Job Description
Join the Architects of the Future
Nexus Future Technologies is at the forefront of defining the technological landscape of 2026 and beyond. We are seeking a visionary Senior AI & Machine Learning Architect to lead our research division. In this role, you won't just be maintaining existing models; you will be designing the neural architectures that will define the next generation of human-computer interaction.
As a leader in our tech stack, you will bridge the gap between theoretical research and scalable production systems. You will work in a dynamic environment where ambiguity is an opportunity and innovation is the only metric that matters.
Why Join Us?
- Work on cutting-edge Generative AI and Large Language Model (LLM) infrastructure.
- Competitive compensation and equity packages for top-tier talent.
- Flexible remote-first culture with quarterly innovation sprints.
If you are ready to build the technology that will power the world in 2026, we want to hear from you.
Responsibilities
- Design, develop, and deploy scalable machine learning infrastructure capable of handling petabyte-scale data.

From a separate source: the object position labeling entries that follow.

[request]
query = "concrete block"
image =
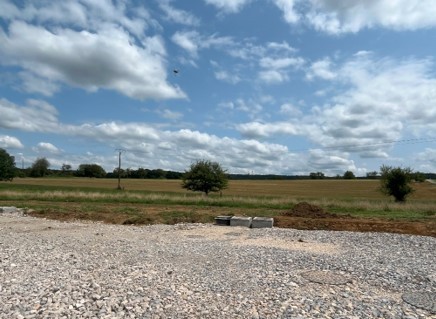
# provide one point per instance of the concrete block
(7, 210)
(240, 221)
(262, 222)
(223, 220)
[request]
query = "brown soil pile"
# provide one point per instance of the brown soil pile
(307, 210)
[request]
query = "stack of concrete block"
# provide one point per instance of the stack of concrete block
(256, 222)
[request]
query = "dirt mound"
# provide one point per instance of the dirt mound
(307, 210)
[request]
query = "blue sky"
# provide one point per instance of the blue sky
(263, 86)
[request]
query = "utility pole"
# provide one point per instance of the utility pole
(120, 151)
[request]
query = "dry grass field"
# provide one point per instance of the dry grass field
(353, 204)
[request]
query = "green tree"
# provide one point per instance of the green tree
(317, 175)
(372, 175)
(39, 167)
(419, 177)
(205, 176)
(90, 170)
(395, 181)
(7, 166)
(66, 170)
(349, 175)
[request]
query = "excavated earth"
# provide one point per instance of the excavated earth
(305, 216)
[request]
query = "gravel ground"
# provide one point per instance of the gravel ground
(50, 269)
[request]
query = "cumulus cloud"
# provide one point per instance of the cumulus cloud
(90, 58)
(322, 69)
(178, 15)
(193, 41)
(7, 142)
(258, 130)
(289, 13)
(44, 147)
(336, 16)
(380, 101)
(228, 6)
(35, 116)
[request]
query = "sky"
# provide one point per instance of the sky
(259, 86)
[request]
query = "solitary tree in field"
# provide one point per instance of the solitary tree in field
(205, 176)
(317, 175)
(395, 181)
(40, 167)
(90, 170)
(7, 166)
(349, 175)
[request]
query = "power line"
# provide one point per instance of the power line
(120, 151)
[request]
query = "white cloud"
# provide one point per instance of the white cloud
(273, 76)
(338, 16)
(289, 13)
(229, 6)
(386, 99)
(170, 115)
(255, 130)
(330, 163)
(7, 142)
(36, 116)
(290, 110)
(44, 147)
(89, 58)
(321, 69)
(193, 41)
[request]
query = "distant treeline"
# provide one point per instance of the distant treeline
(96, 171)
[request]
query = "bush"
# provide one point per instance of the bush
(395, 181)
(205, 176)
(7, 166)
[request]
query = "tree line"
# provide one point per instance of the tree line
(207, 176)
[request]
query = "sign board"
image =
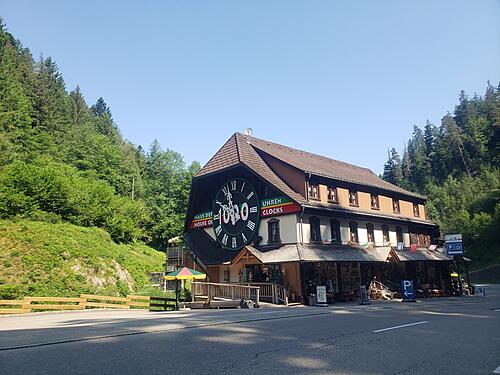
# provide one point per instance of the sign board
(364, 295)
(480, 290)
(269, 207)
(321, 296)
(454, 244)
(408, 291)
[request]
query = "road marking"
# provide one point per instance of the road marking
(402, 326)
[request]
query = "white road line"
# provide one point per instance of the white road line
(402, 326)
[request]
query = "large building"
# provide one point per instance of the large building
(262, 212)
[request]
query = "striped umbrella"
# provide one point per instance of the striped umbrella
(185, 274)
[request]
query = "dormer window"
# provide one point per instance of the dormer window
(395, 206)
(353, 198)
(315, 229)
(416, 211)
(313, 191)
(332, 195)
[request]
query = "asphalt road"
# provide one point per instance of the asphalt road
(435, 336)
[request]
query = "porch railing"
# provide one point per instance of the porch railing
(380, 291)
(210, 291)
(273, 292)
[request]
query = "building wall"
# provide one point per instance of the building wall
(364, 201)
(362, 231)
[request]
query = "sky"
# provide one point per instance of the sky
(343, 79)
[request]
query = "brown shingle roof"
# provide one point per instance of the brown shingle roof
(237, 150)
(245, 150)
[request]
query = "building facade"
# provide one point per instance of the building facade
(262, 212)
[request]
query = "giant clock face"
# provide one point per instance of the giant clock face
(236, 214)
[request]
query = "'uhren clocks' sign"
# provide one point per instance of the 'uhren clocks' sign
(236, 213)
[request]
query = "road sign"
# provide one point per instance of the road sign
(321, 296)
(364, 295)
(408, 291)
(454, 244)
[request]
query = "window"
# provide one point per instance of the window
(353, 228)
(399, 234)
(335, 227)
(313, 191)
(273, 231)
(353, 198)
(385, 234)
(395, 206)
(416, 211)
(370, 232)
(315, 230)
(332, 195)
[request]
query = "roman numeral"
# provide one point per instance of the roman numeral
(251, 225)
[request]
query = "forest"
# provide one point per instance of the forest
(456, 165)
(64, 160)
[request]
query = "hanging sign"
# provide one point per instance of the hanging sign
(268, 208)
(202, 220)
(454, 244)
(408, 291)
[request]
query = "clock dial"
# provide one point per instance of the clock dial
(236, 214)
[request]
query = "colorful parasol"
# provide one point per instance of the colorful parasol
(185, 274)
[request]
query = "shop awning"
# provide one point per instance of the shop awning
(421, 254)
(320, 253)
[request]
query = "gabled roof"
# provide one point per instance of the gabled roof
(249, 151)
(326, 167)
(239, 151)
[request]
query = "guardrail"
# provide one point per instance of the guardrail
(85, 301)
(209, 291)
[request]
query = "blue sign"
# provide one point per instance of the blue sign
(454, 248)
(454, 244)
(408, 291)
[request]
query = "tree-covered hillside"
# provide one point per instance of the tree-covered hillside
(456, 164)
(62, 160)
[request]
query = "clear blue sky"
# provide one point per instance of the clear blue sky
(342, 79)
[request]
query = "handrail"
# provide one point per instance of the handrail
(229, 291)
(276, 292)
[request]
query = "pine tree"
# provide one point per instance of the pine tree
(80, 111)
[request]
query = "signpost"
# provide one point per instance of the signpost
(454, 244)
(408, 291)
(364, 295)
(321, 296)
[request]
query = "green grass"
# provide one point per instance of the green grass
(46, 259)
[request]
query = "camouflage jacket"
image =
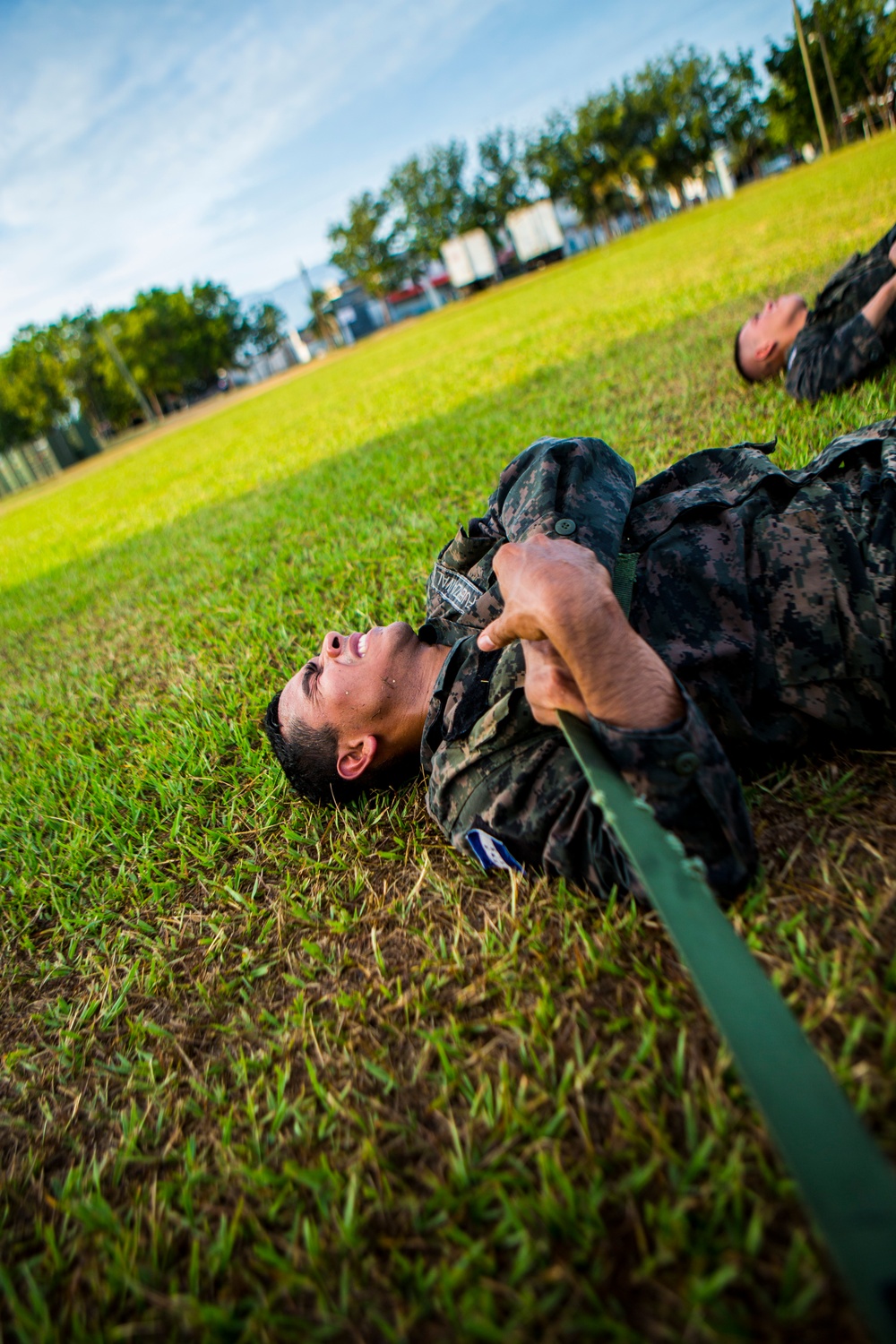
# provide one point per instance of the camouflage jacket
(839, 346)
(767, 593)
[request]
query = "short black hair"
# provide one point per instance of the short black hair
(737, 363)
(308, 758)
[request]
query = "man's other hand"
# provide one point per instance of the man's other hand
(557, 591)
(538, 577)
(549, 685)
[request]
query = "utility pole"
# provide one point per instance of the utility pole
(810, 80)
(105, 336)
(831, 75)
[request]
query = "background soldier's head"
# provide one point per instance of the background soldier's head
(763, 341)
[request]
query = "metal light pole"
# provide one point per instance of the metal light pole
(810, 80)
(831, 75)
(125, 373)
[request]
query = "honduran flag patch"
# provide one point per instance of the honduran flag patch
(492, 852)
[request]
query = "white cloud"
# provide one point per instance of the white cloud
(160, 142)
(139, 142)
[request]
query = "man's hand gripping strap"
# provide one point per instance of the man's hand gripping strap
(845, 1182)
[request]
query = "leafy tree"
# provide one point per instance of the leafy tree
(32, 386)
(501, 183)
(263, 331)
(323, 323)
(739, 115)
(363, 245)
(858, 35)
(430, 203)
(672, 116)
(576, 159)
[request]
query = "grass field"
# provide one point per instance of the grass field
(274, 1074)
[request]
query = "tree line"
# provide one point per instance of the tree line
(128, 363)
(622, 150)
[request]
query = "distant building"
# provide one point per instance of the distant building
(536, 233)
(470, 260)
(358, 314)
(414, 298)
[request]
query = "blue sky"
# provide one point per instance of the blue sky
(160, 142)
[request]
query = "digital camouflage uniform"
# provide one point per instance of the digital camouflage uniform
(839, 346)
(767, 593)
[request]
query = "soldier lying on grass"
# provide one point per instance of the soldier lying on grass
(848, 335)
(761, 624)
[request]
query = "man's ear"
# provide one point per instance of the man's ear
(355, 760)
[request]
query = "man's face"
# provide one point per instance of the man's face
(359, 685)
(766, 336)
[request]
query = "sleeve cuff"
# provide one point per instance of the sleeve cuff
(668, 757)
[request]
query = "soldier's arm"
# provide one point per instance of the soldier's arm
(823, 362)
(562, 487)
(645, 722)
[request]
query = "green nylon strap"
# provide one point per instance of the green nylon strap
(845, 1182)
(624, 580)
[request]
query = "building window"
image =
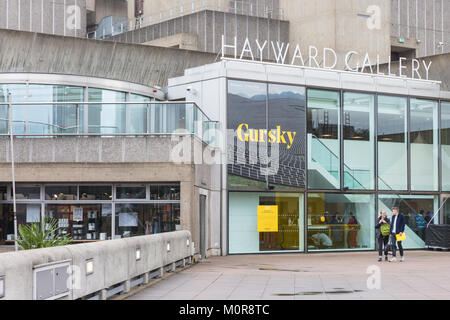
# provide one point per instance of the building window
(244, 236)
(135, 219)
(424, 145)
(445, 145)
(418, 211)
(340, 221)
(359, 141)
(82, 222)
(131, 192)
(392, 143)
(95, 192)
(61, 193)
(323, 123)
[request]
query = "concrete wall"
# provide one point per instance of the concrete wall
(336, 24)
(47, 16)
(33, 52)
(114, 262)
(209, 26)
(125, 160)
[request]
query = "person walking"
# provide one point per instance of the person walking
(397, 228)
(383, 232)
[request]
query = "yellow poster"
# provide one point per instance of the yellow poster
(267, 218)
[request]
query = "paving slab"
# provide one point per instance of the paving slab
(319, 276)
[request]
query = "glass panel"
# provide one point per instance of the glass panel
(392, 143)
(359, 137)
(61, 193)
(164, 192)
(287, 116)
(133, 219)
(137, 114)
(26, 214)
(424, 144)
(323, 121)
(82, 222)
(246, 117)
(27, 192)
(445, 145)
(95, 192)
(105, 118)
(341, 221)
(131, 192)
(243, 222)
(53, 118)
(18, 94)
(418, 211)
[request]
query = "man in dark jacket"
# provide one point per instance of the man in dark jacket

- Lead the research and implementation of next-generation AI models, focusing on efficiency, accuracy, and ethical alignment.
- Mentor junior engineers and data scientists, fostering a culture of continuous learning and technical excellence.
- Collaborate with cross-functional teams including product management, engineering, and design to translate business requirements into technical solutions.
- Optimize existing models for real-time inference and reduced latency in cloud environments.
- Stay ahead of industry trends, evaluating and integrating emerging technologies like quantum computing interfaces or neuromorphic chips.
Qualifications
- PhD or Masterβs degree in Computer Science, Mathematics, or a related field with a focus on AI/ML.
- 7+ years of professional experience in machine learning engineering, deep learning, or a related technical role.
- Strong proficiency in Python, PyTorch, TensorFlow, or JAX.
- Extensive experience with distributed computing frameworks (e.g., Kubernetes, Docker) and cloud platforms (AWS, GCP, or Azure).
- Deep understanding of Natural Language Processing (NLP) and Large Language Models (LLMs).
- Proven track record of shipping production-grade AI products.